# Tree replacement



## 65hoss (Jan 17, 2001)

One of my employees ran over a maple tree and broke it off at the ground with my Lazar HP. I need to replace it, and was wondering if it was ok to plant the new in the next couple of months? I'm in the midsouth.

By the way, this is post #1 on this forum.


----------



## Scraper (Jan 17, 2001)

Yo Hoss! Best time to plant the deciduous trees is this time of year. Definitely get a new one into the ground before it starts to show spring leaf growth.


----------



## Ray Morneau (Jan 21, 2001)

Hey, 65Hoss -

Here in coastal California, now is the time to plant -- takes advantage of Mother Nature watering it in and gets root growth started.

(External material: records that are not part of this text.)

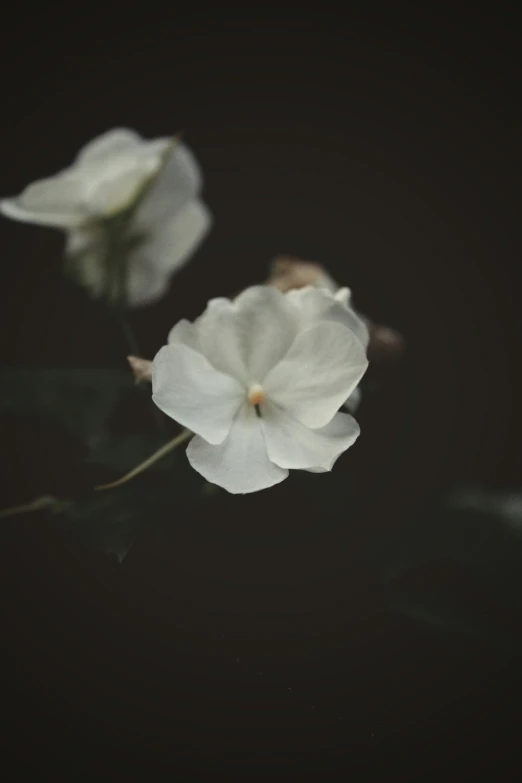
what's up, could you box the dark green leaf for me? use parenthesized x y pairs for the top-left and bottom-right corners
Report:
(0, 367), (133, 446)
(52, 449), (208, 562)
(387, 566), (519, 654)
(57, 482), (157, 563)
(380, 505), (522, 654)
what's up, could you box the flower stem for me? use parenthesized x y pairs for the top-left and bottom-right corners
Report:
(104, 234), (166, 427)
(95, 429), (193, 491)
(114, 240), (140, 354)
(0, 495), (70, 519)
(118, 308), (140, 356)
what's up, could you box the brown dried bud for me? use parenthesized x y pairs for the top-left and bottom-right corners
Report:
(366, 325), (405, 364)
(127, 355), (153, 383)
(267, 256), (338, 293)
(267, 255), (404, 365)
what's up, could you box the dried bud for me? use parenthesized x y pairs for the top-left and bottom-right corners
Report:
(128, 355), (153, 383)
(268, 256), (338, 293)
(366, 325), (405, 364)
(268, 255), (404, 366)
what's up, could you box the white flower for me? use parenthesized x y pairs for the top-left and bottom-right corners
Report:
(151, 285), (369, 494)
(0, 128), (212, 306)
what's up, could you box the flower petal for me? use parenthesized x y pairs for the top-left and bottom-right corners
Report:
(78, 131), (172, 218)
(167, 319), (201, 351)
(334, 287), (352, 305)
(286, 286), (369, 350)
(134, 199), (211, 276)
(133, 143), (203, 231)
(264, 322), (368, 429)
(194, 298), (249, 383)
(86, 164), (154, 217)
(197, 285), (298, 384)
(65, 230), (106, 297)
(76, 128), (142, 164)
(126, 200), (212, 306)
(124, 260), (171, 307)
(263, 404), (360, 470)
(344, 386), (362, 413)
(1, 174), (86, 228)
(1, 130), (177, 230)
(186, 404), (288, 494)
(151, 343), (244, 444)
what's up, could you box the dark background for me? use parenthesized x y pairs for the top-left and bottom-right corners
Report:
(0, 5), (521, 779)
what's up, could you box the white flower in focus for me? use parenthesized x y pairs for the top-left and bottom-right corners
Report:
(0, 128), (212, 306)
(151, 285), (369, 494)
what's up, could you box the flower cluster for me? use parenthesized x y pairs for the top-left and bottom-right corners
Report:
(1, 127), (395, 495)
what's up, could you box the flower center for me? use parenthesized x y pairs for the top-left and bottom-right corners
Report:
(247, 383), (265, 406)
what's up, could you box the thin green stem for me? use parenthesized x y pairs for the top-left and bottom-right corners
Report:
(117, 307), (140, 356)
(0, 495), (70, 519)
(95, 429), (193, 491)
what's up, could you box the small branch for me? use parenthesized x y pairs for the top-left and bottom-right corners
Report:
(0, 495), (69, 520)
(113, 240), (141, 355)
(95, 429), (193, 491)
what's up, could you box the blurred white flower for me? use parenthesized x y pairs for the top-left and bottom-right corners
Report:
(151, 285), (368, 494)
(0, 128), (212, 306)
(1, 129), (171, 226)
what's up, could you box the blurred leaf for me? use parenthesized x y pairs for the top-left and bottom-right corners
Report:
(0, 367), (133, 446)
(85, 430), (177, 474)
(0, 366), (202, 561)
(380, 506), (522, 654)
(57, 482), (158, 563)
(382, 507), (522, 594)
(0, 494), (72, 520)
(387, 563), (519, 654)
(49, 448), (207, 562)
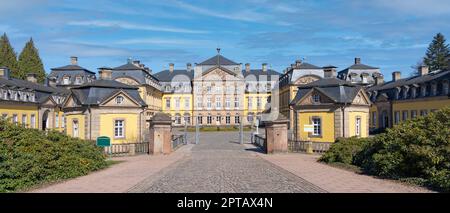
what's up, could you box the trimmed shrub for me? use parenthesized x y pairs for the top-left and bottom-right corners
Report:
(0, 119), (107, 192)
(319, 137), (370, 165)
(320, 107), (450, 192)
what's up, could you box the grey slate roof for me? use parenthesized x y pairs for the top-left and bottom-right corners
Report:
(338, 63), (379, 75)
(367, 69), (450, 92)
(198, 55), (239, 66)
(51, 64), (96, 74)
(111, 62), (159, 85)
(290, 77), (362, 105)
(112, 63), (144, 71)
(242, 69), (281, 81)
(153, 70), (194, 82)
(0, 77), (69, 104)
(70, 79), (146, 106)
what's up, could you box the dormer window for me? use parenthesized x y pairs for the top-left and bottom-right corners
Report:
(116, 96), (124, 104)
(75, 76), (83, 85)
(63, 76), (70, 85)
(312, 94), (320, 103)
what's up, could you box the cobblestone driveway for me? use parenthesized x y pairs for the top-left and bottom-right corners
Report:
(128, 132), (325, 193)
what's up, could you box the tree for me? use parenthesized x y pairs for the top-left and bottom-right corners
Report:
(18, 38), (46, 83)
(423, 33), (450, 72)
(0, 33), (19, 78)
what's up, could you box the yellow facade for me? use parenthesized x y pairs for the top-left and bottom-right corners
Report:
(65, 114), (85, 139)
(99, 113), (139, 144)
(369, 105), (378, 129)
(348, 111), (368, 138)
(0, 104), (39, 128)
(162, 93), (193, 124)
(296, 111), (335, 142)
(392, 98), (450, 120)
(244, 93), (271, 122)
(51, 109), (65, 132)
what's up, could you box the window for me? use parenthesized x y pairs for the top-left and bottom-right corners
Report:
(30, 114), (36, 128)
(355, 117), (361, 136)
(247, 114), (254, 123)
(411, 110), (417, 119)
(61, 115), (65, 128)
(235, 115), (240, 124)
(312, 94), (320, 103)
(73, 120), (79, 137)
(175, 98), (180, 109)
(215, 97), (221, 108)
(402, 111), (408, 121)
(420, 109), (428, 116)
(63, 76), (70, 85)
(312, 117), (321, 136)
(114, 120), (125, 138)
(225, 97), (231, 108)
(197, 116), (203, 124)
(207, 116), (212, 124)
(216, 116), (221, 124)
(175, 114), (181, 125)
(22, 114), (27, 127)
(165, 98), (170, 108)
(257, 97), (262, 108)
(371, 111), (377, 127)
(55, 114), (59, 128)
(207, 86), (212, 93)
(248, 97), (253, 108)
(12, 114), (18, 125)
(196, 97), (202, 108)
(75, 76), (82, 85)
(184, 97), (190, 109)
(226, 115), (231, 124)
(207, 97), (212, 109)
(394, 111), (400, 124)
(116, 96), (124, 104)
(234, 97), (239, 108)
(184, 115), (190, 124)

Can't imagine it would be too different for you in "midsouth" -- I am USDA zone 9 - you might be a little colder.

Will you be doing bare root? Then now makes good sense if this is bare root time in your area.

If from container, then more latitude (but I still prefer it while it's dormant, cool, damp, ....).


----------



## 65hoss (Feb 1, 2001)

Thanks, I think I will get the tree and get it planted then.


----------



## John Paul Sanborn (Aug 24, 2010)

This is like the second thread posted on arboristsite, just thought I would bump it for S&G's


----------



## M.D. Vaden (Aug 25, 2010)

Autumn is my favorite season to plant.

Also in summer, don't pull the tree of the end of a nursery row on the sunset side if the trunk is unprotected.

Now is okay. If they can live in the nursery, can't be worse in the ground where you need it.


----------